How to handle a typical data science issue

Yolanda Johansson
1 min readJun 20, 2021

When one works with a typical data science issue in interview or daily work, such as binary classification, the general process is exploratory data analysis, preprocessing, model building and training, model evaluation, inference. The common python libraries are pandas, scikit-learn, matplotlib, seaborn.

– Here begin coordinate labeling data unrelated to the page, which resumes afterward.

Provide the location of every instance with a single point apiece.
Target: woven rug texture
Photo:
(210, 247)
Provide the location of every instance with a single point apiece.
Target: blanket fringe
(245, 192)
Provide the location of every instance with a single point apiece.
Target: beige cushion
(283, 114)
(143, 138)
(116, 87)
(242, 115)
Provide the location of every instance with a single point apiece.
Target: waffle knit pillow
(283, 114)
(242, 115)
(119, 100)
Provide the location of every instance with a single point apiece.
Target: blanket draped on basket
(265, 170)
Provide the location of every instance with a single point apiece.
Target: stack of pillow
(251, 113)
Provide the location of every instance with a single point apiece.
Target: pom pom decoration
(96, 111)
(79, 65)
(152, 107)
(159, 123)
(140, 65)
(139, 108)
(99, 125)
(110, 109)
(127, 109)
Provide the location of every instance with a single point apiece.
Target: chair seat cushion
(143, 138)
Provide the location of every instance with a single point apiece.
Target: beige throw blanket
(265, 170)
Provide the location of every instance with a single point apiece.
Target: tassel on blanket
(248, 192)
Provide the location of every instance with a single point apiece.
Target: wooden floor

  1. exploratory data analysis: distribution, histogram, correlation, variable importance, plotting and visualization
  2. preprocessing: training and test data splitting, standardization (common requirement for many machine learning estimators implemented in scikit-learn), imputation of missing values, encoding categorical features
  3. model building and training: call various models such as logistic regression, random forests, gradient boosted trees, etc… on training data, one can use k-fold cross validation and grid search in order to reduce overfitting (eg. sklearn.model_selection.GridSearchCV)
  4. model evaluation: usually auc (sklearn.metrics.roc_auc_score, value range [0.5, 1]) can be used to evaluate classification model accuracy, if the data set is highly imbalanced, F1-score is used. https://en.wikipedia.org/wiki/Receiver_operating_characteristic, calculate a metric on test data to determine which model gives the best performance.
  5. inference: this is to apply the model on real data. For use case in credit scoring, the predicted probabilities denote credit value through times 1000. Two options (joblib, pickle) can help to save and load models.

--

--